Search code examples
rscalaapache-sparksparklyr

sparklyr hadoopConfiguration


I apologize that this question will be hard to make fully reproducible because it involves a running spark context (referenced to as sc below), but I am trying to set a hadoopConfiguration in sparklyr, specifically for accessing swift/objectStore objects from RStudio sparklyr as a Spark object, but in general for a scala call to hadoopConfiguration. Something like (scala code):

sc.hadoopConfiguration.set(f"fs.swift.service.$name.auth.url","https://identity.open.softlayer.com"/v3/auth/tokens")

where sc is a running spark context.

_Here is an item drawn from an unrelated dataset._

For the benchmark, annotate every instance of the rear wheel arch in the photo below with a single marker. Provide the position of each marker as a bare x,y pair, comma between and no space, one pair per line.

In SparkR I can run (R code)

hConf = SparkR:::callJMethod(sc, "hadoopConfiguration") 
SparkR:::callJMethod(hConf, "set", paste("fs.swift.service.keystone.auth.url"), paste("https://identity.open.softlayer.com/v3/auth/tokens",sep=""))

in sparklyr I have tried every incantation of this that I think of, but my best guess is (again R code)

sc %>% invoke("set", paste("fs.swift.service.keystone,auth.url"), paste("https://identity.open.softlayer.com/v3/auth/tokens",sep=""))

but this results in the non-verbose error (and irregular spelling) of

Error in enc2utf8(value) : argumemt is not a character vector

of course I tried to encode the inputs in every way that I can think of (naturally enc2utf8(value) being the first, but many others including lists and as.character(as.list(...)) which appears to be a favorite for sparklyr coders). Any suggestions would be greatly appreciated. I have combed the source code for sparklyr and cannot find any mentions of hadoopConfiguration in the sparklyr github, so I am afraid that I missing something very basic in the core configuration. I have also tried to pass these configs in the config.yml in the spark_connect() core call, but while this is working in setting the "fs.swift.service.keystone.auth.url" as a sc$config$s.swift.service.keystone.auth.url setting, it is apparently failing to set these as a core hadoopConfiguration.

By the way, I am using Spark1.6, scala 2.10, R 3.2.1, and sparklyr_0.4.19.


Solution

  • I figured this out

    set_swift_config <- function(sc){
      #get spark_context
      ctx <- spark_context(sc)
    
      #set the java spark context
      jsc <- invoke_static(
        sc,
        "org.apache.spark.api.java.JavaSparkContext",
        "fromSparkContext",
        ctx
      )
    
      #set the swift configs:
      hconf <- jsc %>% invoke("hadoopConfiguration")
      hconf %>% invoke("set","fs.swift.service.keystone.auth.url",
                       "https://identity.open.softlayer.com/v3/auth/tokens" )
    }
    

    which can be run with set_swift_config(sc).